Sejak pagi, ratusan warga binaan bersama jajaran petugas telah berkumpul. Tanpa sekat, mereka larut dalam suasana religius yang menenangkan. Sholat Ied berlangsung tertib, mencerminkan kesiapan dan kedisiplinan penghuni rutan dalam menjalankan ibadah di hari kemenangan.
Bertindak sebagai imam sekaligus khotib, perwakilan dari Kementerian Agama menyampaikan pesan reflektif tentang makna Idul Fitri. Bahwa kemenangan sejati bukan sekadar kembali ke fitrah, tetapi juga keberanian untuk memperbaiki diri dan menjaga nilai-nilai kebaikan, bahkan di tengah keterbatasan.
Kepala Rutan Ponorogo menegaskan, pelaksanaan Sholat Ied bukan sekadar rutinitas tahunan, melainkan bagian penting dari proses pembinaan. Menurutnya, pendekatan spiritual menjadi fondasi dalam membentuk karakter warga binaan agar siap kembali ke masyarakat.
“Ini bukan hanya ibadah, tapi juga ruang refleksi. Kami ingin warga binaan memiliki semangat baru untuk berubah menjadi pribadi yang lebih baik,” ujarnya.

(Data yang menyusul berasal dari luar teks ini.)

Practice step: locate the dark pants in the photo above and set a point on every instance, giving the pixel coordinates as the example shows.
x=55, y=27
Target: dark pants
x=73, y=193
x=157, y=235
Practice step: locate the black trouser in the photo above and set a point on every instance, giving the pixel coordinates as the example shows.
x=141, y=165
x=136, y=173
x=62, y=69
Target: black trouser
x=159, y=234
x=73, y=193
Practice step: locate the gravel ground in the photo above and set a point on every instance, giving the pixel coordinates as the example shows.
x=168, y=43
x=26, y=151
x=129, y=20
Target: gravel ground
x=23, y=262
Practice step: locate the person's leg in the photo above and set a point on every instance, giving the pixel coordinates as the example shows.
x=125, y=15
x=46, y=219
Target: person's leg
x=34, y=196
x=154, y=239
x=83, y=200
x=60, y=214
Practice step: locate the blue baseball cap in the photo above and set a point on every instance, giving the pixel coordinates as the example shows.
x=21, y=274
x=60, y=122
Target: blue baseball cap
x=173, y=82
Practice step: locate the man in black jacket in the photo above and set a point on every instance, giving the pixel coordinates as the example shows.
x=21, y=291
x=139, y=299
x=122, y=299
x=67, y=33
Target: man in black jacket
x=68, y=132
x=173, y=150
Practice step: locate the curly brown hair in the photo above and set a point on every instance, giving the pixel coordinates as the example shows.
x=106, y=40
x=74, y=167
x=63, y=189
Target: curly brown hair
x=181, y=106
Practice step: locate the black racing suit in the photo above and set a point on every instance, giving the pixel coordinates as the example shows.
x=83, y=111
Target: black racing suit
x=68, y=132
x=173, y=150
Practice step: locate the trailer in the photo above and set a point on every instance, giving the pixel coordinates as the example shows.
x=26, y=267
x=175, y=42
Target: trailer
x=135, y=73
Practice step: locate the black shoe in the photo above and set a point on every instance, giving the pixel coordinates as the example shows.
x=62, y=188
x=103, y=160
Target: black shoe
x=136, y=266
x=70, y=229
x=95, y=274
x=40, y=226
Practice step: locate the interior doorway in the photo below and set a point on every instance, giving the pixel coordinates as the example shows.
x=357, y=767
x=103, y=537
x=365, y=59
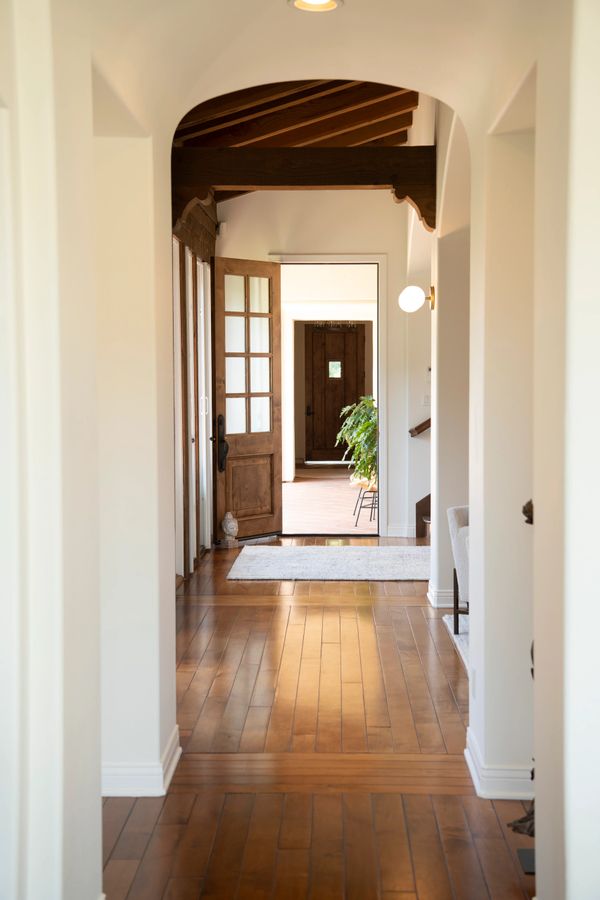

Lebih dari itu, momen Lebaran ini juga menjadi jembatan emosional antara petugas dan warga binaan. Kebersamaan yang tercipta memperlihatkan sisi lain kehidupan di dalam rutan—bahwa pembinaan tidak hanya soal pengawasan, tetapi juga tentang kemanusiaan.
Rutan Ponorogo pun menegaskan komitmennya untuk terus menghadirkan program pembinaan yang seimbang, antara keamanan dan penguatan mental-spiritual. Di hari yang fitri ini, harapan baru pun tumbuh—bahwa setiap individu memiliki kesempatan untuk memulai kembali, meski dari balik jeruji.(Nang/Humas).